Der Ausnahmepolitiker hatte seine kleine karibische Insel auf die Bühne der Weltpolitik gehievt und stand jahrzehntelang für ein alternatives Gesellschaftsmodell in der westlichen Hemisphäre. Er symbolisierte damit den David, der Goliath in Washington herausforderte.
Grund genug, mit einer Filmreihe zum kubanischen Film zwischen Mai und August das Filmschaffen auf der Insel über die Jahrzehnte hinweg zu würdigen.
Castros Devise „innerhalb der Revolution alles, außerhalb der Revolution nichts“ wurde zur Richtschnur kubanischer Kulturpolitik. 1959 wurde das Filminstitut ICAIC (Instituto Cubano del Arte e Industria Cinematográficos) durch das erste Kulturgesetz der neuen Regierung ins Leben gerufen, dort hieß es programmatisch: „Film ist Kunst“.

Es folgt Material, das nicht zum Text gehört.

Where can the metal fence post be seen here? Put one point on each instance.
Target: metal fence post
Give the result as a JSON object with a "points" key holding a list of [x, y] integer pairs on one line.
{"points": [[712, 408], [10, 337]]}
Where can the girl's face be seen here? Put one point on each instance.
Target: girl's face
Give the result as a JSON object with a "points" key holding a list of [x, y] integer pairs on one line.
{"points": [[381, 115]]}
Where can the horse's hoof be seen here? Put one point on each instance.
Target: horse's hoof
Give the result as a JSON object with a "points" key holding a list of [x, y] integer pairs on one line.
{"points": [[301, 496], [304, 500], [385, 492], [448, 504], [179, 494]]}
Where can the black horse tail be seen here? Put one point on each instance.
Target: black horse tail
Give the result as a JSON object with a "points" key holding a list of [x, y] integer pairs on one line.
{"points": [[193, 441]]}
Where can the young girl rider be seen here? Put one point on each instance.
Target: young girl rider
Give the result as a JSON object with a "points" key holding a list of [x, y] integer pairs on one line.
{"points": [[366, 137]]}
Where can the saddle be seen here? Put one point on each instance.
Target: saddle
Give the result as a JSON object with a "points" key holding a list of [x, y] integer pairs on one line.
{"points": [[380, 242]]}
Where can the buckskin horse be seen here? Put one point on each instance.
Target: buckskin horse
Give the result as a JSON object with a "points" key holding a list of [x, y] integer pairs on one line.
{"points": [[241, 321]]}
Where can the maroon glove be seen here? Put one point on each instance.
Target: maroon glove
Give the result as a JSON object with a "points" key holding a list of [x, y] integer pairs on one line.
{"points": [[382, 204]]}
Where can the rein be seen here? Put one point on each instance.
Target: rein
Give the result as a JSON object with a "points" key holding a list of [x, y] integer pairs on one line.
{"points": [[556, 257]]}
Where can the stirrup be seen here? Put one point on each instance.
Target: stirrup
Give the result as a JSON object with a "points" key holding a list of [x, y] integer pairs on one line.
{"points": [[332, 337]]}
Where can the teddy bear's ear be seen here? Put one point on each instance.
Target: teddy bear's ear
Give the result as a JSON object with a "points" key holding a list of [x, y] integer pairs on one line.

Die Filmkunst beschäftigte sich immer wieder erstaunlich kritisch mit dem eigenen Land.
Der kubanisch-sowjetische Klassiker „Soy Cuba“ (Ich bin Cuba, 1964) von M. Kalatozov ist Namensgeber unserer Reihe, die wir am 2. Mai mit einem anderen Klassiker, „La Vida es silbar“ von Fernando Pérez starten werden.